There was an altar. Mogaba and Ochiba were involved in something ceremonial. Above the altar stood a small statue of dark stone, a four-armed woman dancing. I was too far away to make out details but I was pretty sure sure she had vampire fangs and six teats. She might be wearing a necklace of baby skulls. The Nar might give her another name but she was Kina. The worship offered by the Nar was not that described in the Jaicuri scriptures, though.
The Deceivers do not want to spill blood. That is why they are called Stranglers.
The Nar not only spilled blood on behalf of their goddess, they drank it. And it looked like they had been doing so for some time down there. Drained corpses hung to one side. Their latest sacrifice, a hapless Jaicuri, got hoisted up with those soon after I arrived.
The Nar were practical in their religion. After the grim ceremony ended they began butchering one of the bodies.
I got down and crawled out of there. I did not give one rat’s ass what Uncle Doj thought.
I have seen a lot with the Company, including tortures and cruelties almost beyond comprehension and inhumanities I do not have the capacity to fathom, but never had I encountered socially-sanctioned cannibalism.
I did not puke or boil over in outrage. That would be silly. I just put distance between me and that till I could speak without worrying about who might overhear. “I have seen enough. Let’s get out of here.”
Uncle Doj responded with a thin smile and lifted eyebrow.
“I have to relay this. I have to write it down. We may not survive this siege. They will. Word of what they are has to survive, too.” He watched me closely. Was he wondering if the rest of us also enjoyed the occasional long pig roast as well?
Probably.
This sort of thing might go some toward explaining our ambiguous reception in these parts.
Mogaba could not read. If it did not occur to him that the dark side of the Nar was no secret anymore I could leave word in my Annals, to be salvaged by Lady or the Old Man.
“They are all down there,” Uncle said. “So we will return by a swifter path.” By which he meant we would stroll through regular passageways just like we belonged there.

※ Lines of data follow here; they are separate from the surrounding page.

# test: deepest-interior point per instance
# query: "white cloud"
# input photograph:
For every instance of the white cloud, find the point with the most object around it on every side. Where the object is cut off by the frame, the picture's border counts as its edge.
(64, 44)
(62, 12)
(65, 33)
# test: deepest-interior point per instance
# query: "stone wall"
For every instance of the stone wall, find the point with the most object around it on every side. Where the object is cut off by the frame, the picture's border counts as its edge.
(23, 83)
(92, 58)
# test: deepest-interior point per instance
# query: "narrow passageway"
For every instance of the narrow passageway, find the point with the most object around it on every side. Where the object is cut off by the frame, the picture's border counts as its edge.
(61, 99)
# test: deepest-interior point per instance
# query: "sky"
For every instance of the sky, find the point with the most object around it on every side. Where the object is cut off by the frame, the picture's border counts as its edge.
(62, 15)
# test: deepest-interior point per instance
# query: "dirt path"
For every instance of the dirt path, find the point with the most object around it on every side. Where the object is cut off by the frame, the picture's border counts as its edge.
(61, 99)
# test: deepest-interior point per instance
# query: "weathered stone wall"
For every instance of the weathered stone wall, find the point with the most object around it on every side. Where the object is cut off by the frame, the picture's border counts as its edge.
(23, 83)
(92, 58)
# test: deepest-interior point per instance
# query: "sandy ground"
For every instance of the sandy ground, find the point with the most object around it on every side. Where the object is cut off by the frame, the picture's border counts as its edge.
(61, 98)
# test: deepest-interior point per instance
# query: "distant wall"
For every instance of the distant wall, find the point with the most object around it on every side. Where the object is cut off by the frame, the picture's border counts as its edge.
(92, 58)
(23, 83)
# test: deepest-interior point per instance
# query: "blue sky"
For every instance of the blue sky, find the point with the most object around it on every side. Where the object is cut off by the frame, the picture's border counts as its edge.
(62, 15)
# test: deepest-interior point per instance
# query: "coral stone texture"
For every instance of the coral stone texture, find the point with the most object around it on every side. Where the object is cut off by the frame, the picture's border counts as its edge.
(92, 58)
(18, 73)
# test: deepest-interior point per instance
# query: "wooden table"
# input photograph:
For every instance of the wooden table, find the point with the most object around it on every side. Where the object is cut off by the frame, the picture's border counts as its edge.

“What’s that noise?” I asked.
Uncle gestured for silence. We stole forward.
We discovered a group of Taglian soldiers bricking up a sallyport we could have used to leave. Why were they doing that? That door could not be broken open from the outside. It still had Stormshadow’s spells protecting it.
Uncle pulled me back, headed another direction. Obviously he knew the citadel quite well. And I had no difficulty imagining him roaming around in there all the time, just for the hell of it. He seemed like that kind of guy.